Les processus de budget participatif présentent un caractère innovant par leur capacité à reconfigurer l’implication citoyenne dans un dispositif collaboratif de gouvernance locale. Concrètement, ce sont des processus démocratiques où la population contribue aux décisions liées au budget d’investissement municipal, en proposant des idées sous forme de projets et en les développant avec l’appui de la fonction publique. Les citoyens votent pour les projets d’investissement qu’ils jugent prioritaires; ceux obtenant le plus d’appuis sont approuvés par le conseil municipal pour être ensuite réalisés par la municipalité. Et le cycle peut recommencer annuellement. Des jardinets communautaires, un parc, une scène extérieure, du mobilier pour les aînés, ils ont comme trait commun d’être ancrés dans la réalité et les besoins des citoyens.
Le budget participatif municipal
Reconnu comme l’une des plus importantes innovations démocratiques contemporaines par le gouvernement Obama, le budget participatif connaît un essor fulgurant. À New York, d’un seul district en 2009, c’est maintenant plus de 38 millions de dollars et 31 initiatives qui animent la vie démocratique. À Paris, la maire Hidalgo engage plus de 100 millions d’euros annuellement pour des projets à l’échelle des arrondissements ou de la ville. Depuis 2014, des dizaines de projets de verdissement, de réfection de cours d’école, d’art public ou d’apaisement de la circulation voient le jour grâce aux citoyens, avec l’appui de la Ville et des élus.
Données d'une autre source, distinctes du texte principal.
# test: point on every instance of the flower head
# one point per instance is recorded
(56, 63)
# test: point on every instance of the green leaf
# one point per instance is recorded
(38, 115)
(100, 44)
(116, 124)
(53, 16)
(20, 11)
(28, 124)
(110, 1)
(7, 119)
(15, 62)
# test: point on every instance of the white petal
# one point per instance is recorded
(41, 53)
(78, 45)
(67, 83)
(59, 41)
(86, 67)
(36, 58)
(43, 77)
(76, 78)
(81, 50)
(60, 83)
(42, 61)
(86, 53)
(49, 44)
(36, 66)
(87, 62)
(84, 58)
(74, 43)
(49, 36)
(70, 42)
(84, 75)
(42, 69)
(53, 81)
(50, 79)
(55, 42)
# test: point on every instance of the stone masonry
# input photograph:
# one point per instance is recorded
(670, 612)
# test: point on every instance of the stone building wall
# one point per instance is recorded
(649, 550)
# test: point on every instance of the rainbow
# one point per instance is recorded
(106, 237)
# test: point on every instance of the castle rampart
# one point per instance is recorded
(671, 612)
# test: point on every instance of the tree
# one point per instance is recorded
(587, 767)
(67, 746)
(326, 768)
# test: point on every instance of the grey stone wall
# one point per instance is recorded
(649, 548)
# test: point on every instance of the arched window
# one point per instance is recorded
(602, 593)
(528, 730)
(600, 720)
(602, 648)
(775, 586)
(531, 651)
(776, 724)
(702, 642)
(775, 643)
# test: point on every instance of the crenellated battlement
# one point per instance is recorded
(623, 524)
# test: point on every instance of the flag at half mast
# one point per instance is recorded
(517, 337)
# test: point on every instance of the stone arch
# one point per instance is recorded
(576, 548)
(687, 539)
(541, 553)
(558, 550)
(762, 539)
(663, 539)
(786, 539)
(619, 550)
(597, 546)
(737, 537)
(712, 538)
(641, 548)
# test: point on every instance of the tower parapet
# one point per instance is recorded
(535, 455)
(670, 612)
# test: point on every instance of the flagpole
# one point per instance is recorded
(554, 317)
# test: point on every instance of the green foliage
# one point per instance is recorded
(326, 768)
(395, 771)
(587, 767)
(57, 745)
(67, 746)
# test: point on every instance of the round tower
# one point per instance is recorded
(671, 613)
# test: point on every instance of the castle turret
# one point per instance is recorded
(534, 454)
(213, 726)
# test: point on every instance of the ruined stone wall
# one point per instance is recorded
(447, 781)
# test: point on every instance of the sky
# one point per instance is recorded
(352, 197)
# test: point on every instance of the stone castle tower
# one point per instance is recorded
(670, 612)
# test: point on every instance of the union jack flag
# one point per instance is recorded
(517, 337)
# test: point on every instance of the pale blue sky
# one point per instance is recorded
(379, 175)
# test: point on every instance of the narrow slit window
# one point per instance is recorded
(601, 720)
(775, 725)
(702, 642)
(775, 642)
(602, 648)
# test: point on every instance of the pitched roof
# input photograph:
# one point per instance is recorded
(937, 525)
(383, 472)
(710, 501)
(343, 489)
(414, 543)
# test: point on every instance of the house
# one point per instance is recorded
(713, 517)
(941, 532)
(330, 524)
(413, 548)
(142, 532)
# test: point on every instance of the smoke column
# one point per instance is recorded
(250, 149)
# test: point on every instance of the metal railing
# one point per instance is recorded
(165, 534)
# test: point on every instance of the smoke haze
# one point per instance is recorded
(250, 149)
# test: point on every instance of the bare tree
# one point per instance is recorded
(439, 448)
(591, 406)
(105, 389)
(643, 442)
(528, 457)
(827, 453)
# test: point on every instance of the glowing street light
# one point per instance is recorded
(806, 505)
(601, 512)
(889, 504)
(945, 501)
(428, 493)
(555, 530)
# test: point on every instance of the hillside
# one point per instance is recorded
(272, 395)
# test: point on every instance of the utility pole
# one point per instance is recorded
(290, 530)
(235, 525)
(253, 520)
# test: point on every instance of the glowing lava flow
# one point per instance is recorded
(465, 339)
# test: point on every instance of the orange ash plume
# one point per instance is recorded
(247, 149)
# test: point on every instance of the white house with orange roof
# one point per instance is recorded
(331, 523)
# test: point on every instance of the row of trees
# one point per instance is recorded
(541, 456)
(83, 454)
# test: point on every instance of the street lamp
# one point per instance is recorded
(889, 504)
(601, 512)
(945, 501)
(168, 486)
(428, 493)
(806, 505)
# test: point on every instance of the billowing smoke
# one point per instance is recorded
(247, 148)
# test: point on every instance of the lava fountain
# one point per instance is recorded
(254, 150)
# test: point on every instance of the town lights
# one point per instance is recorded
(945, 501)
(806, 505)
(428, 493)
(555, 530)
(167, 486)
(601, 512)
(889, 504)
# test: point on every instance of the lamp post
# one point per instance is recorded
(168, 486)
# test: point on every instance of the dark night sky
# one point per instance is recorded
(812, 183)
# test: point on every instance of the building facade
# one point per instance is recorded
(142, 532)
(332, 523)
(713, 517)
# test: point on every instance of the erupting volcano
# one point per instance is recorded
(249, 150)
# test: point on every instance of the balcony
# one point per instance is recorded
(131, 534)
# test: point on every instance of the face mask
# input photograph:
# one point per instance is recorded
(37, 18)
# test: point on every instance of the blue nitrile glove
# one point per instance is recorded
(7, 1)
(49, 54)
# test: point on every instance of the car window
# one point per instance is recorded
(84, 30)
À Toronto, l’expérience existe depuis 2015 dans trois zones; la pratique remonte jusqu’à 2001 avec les résidents de la Toronto Community Housing Corporation. À Boston, avec l’initiative «Youth Lead the Change», c’est 1 million de dollars qui ont été consacrés à la collecte d’idées ensuite votées par les jeunes de 12 à 25 ans. Des gouvernements supérieurs s’impliquent également: en Écosse, l’État soutient financièrement les processus menés par les villes.
Au Québec, la Ville de Saint-Basile-le-Grand s’est engagée dans cette voie depuis 2014. Matane, Saguenay, Baie-Saint-Paul, Rimouski ont emboîté le pas. À Nicolet, en 2017, la population de 16 ans et plus a choisi d’aménager pour le public le quai du port Saint-François. Ces municipalités audacieuses font confiance aux citoyens pour proposer et affecter une partie du budget d’investissement. Précurseures, elles repartagent le pouvoir autrement que tous les quatre ans, en créant un espace de délibération inédit entre les élections où élus, population, fonctionnaires et groupes organisés échangent au sujet de l’intérêt collectif.
Devant notre «fatigue» démocratique, ces initiatives en cours au Québec portent l’espoir d’un renouveau. En outillant les citoyens à la démocratie participative et au fonctionnement des institutions municipales, elles développent une culture de la participation civique et accroissent l’intérêt envers le travail fait par les élus et les fonctionnaires. Les expériences nord-américaines ont engagé des populations habituellement éloignées des processus démocratiques formels — pensons aux jeunes et aux communautés marginalisées — et mobilisé les citoyens à se prononcer positivement sur l’avenir de leur milieu de vie.
Cet automne, plusieurs candidats partout au Québec incluent ces idées à leur plateforme d’engagements électoraux. Et c’est bon signe. Car dans le contexte de la loi 122 où les municipalités québécoises sont dorénavant reconnues comme gouvernements de proximité et voient leur autonomie et leur pouvoir augmenter, l’exigence démocratique fait aussi partie de l’équation.